Se vive tan precipitadamente, en una carrera constante por la consecución de metas, metas que se nos impulsó a alcanzar desde niños, y que sin más ni más aceptamos como propias, dejando a un lado aquéllas que no dejamos aflorar porque nos quitaban tiempo, porque nos alejaban de ese plan predeterminado que se nos trazó.
Cuando ya nuestro paso se ralentiza, cuando ya la demanda de las conquistas no es prioridad en nuestras vidas, cuando nos permite la vida detenernos a escucharnos, sin perdernos en el estridor del ruido incesante que nos apaga el sonido de la verdadera esencia de nuestro existir, es cuando tenemos oportunidad de reencontrarnos con el asombro infantil que ante los más simples sucesos nos llena de emoción, y nos maravilla, nutriendo el alma dejando a un lado el que sea o no necesario para conseguir un propósito, porque tal propósito es simplemente la emoción que nos genera.
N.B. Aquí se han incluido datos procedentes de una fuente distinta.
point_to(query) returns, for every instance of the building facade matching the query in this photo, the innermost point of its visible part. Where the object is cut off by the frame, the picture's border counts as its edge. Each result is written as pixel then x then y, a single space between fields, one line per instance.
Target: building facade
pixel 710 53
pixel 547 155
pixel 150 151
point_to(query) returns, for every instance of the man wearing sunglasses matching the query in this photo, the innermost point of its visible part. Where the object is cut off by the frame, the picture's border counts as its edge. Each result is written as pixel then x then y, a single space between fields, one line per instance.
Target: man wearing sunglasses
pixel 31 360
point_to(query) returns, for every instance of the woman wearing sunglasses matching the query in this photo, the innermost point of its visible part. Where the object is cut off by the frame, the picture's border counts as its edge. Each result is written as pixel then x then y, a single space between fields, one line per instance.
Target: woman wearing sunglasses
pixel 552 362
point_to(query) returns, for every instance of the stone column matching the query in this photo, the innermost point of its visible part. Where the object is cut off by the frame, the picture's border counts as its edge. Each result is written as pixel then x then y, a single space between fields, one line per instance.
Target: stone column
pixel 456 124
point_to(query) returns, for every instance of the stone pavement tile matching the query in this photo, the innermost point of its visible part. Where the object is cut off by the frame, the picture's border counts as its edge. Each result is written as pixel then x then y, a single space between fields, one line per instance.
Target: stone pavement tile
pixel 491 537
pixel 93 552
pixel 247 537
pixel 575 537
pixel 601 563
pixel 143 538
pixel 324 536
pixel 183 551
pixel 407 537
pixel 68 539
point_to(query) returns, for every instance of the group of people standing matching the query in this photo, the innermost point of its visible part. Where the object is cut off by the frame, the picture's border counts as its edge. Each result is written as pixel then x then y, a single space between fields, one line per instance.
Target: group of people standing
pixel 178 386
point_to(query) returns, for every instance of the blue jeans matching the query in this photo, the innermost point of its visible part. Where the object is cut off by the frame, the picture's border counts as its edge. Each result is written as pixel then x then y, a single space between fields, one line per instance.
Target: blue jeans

Del asombro nace la filosofía, del asombro la ciencia, de no perder la capacidad de asombro depende que la vida, por más años que haya sido vivida, no se convierte en aburrida rutina, o un tiempo que transcurre muy a pesar nuestro.
Educar a los niños en el asombro, y dejar que este permanezca en nosotros a lo largo de la vida, sin que la irrelevancia lo sustituya, para impedir que el alma envejezca.